Sunday, December 11 was a big day for NASA as its Orion spacecraft splashed down in the Pacific Ocean after completing the Artemis I flight test. Informing about the same NASA said in a release, “NASA’s Orion spacecraft splashed down in the Pacific Ocean, west of Baja California, at 9:40 a.m. PST Sunday after a record-breaking mission, traveling more than 1.4 million miles on a path around the Moon and returning safely to Earth, completing the Artemis I flight test.”
Splashdown is the final milestone of the Artemis I mission that began with a successful liftoff of NASA’s Space Launch System (SLS) rocket on November 16, from Launch Pad 39B at Kennedy Space Center in Florida. During the time frame of 25.5 days, NASA tested Orion in the harsh environment of deep space before flying astronauts on Artemis II.
“The splashdown of the Orion spacecraft – which occurred 50 years to the day of the Apollo 17 Moon landing – is the crowning achievement of Artemis I. From the launch of the world’s most powerful rocket to the exceptional journey around the Moon and back to Earth, this flight test is a major step forward in the Artemis Generation of lunar exploration,” said NASA Administrator Bill Nelson.
“It wouldn’t be possible without the incredible NASA team. For years, thousands of individuals have poured themselves into this mission, which is inspiring the world to work together to reach untouched cosmic shores. Today is a huge win for NASA, the United States, our international partners, and all of humanity,” he added.
During the mission, Orion performed two lunar flybys, coming within 80 miles of the lunar surface.
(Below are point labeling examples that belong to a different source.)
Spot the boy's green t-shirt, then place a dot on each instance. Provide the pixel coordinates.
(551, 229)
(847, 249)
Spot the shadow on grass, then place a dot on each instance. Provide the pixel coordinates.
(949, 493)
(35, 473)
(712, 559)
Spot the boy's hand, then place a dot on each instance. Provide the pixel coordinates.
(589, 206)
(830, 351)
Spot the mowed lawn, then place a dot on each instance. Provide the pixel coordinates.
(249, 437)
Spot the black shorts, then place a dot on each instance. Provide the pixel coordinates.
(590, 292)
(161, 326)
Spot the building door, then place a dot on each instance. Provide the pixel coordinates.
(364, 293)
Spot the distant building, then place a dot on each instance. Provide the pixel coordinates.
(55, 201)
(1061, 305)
At its farthest distance during the mission, Orion traveled nearly 270,000 miles from our home planet, more than 1,000 times farther than where the International Space Station orbits Earth, to intentionally stress systems before flying crew, informed the space research organisation.
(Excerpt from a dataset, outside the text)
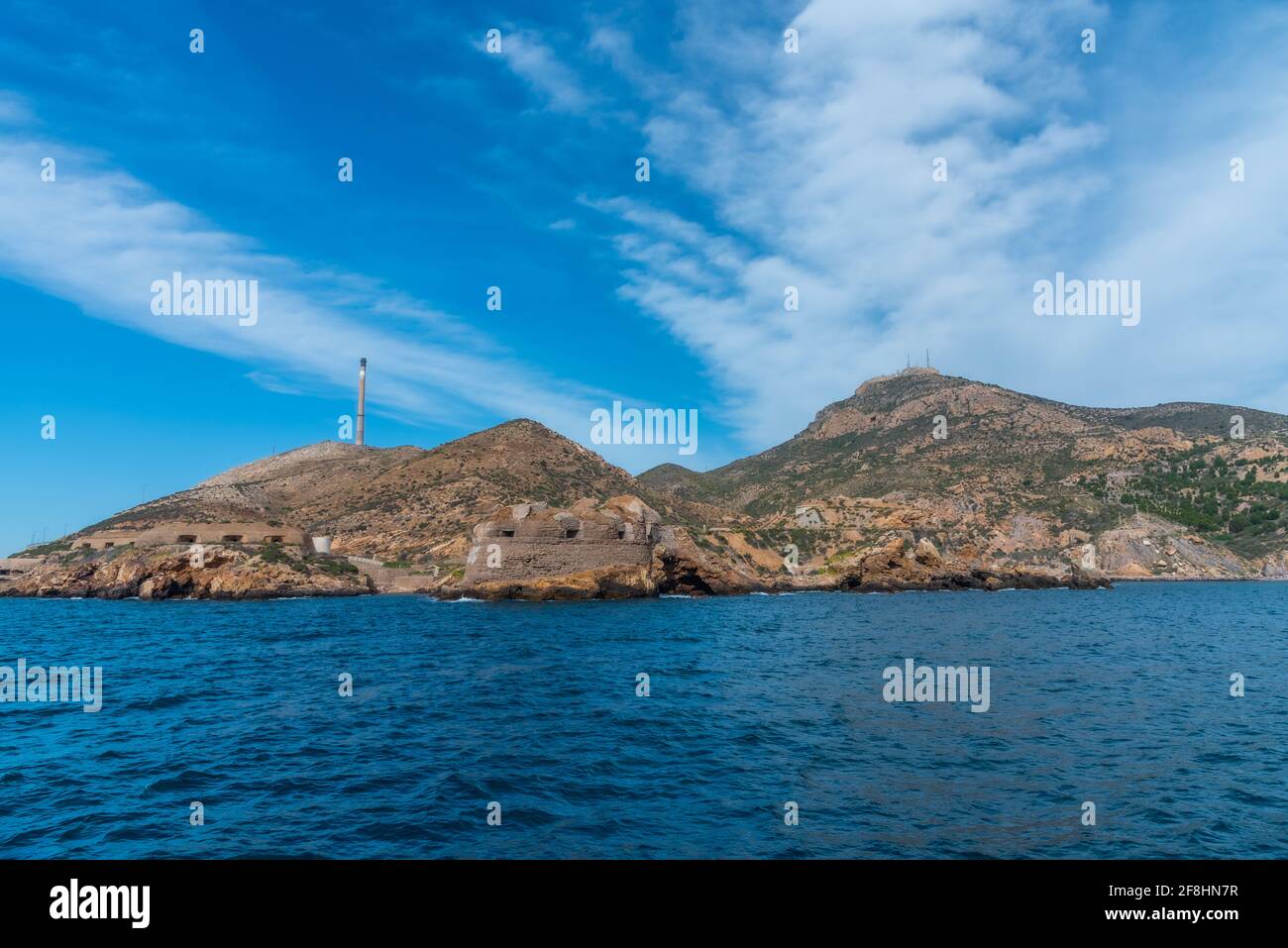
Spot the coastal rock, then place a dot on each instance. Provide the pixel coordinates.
(166, 574)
“Prior to entering the Earth’s atmosphere, the crew module separated from its service module, which is the propulsive powerhouse provided by ESA (European Space Agency). During re-entry, Orion endured temperatures about half as hot as the surface of the Sun at about 5,000 degrees Fahrenheit. Within about 20 minutes, Orion slowed from nearly 25,000 mph to about 20 mph for its parachute-assisted splashdown,” NASA said.
During the flight test, Orion stayed in space longer than any spacecraft designed for astronauts has done without docking to a space station. While in a distant lunar orbit, Orion surpassed the record for distance traveled by a spacecraft designed to carry humans, previously set during Apollo 13.
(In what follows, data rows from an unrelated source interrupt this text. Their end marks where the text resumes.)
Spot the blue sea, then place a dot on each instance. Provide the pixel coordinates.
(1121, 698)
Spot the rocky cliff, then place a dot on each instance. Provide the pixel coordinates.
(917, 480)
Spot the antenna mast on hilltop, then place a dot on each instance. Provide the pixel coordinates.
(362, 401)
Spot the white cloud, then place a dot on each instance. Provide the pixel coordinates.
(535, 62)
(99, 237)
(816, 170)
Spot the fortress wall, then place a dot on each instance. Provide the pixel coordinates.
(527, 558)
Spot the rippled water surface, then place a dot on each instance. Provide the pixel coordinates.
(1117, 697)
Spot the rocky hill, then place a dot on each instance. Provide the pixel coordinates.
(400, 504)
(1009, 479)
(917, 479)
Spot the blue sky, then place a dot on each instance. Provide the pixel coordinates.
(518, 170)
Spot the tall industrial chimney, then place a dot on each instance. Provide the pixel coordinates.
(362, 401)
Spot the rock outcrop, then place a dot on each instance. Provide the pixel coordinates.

Recovery teams are now working to secure Orion for the journey home. In the coming days, Orion will return to shore where technicians will offload the spacecraft and transfer it by truck back to Kennedy. Once at Kennedy, teams will open the hatch and unload several payloads, including Commander Moonikin Campos, the space biology experiments, Snoopy, and the official flight kit. Next, the capsule and its heat shield will undergo testing and analysis over the course of several months.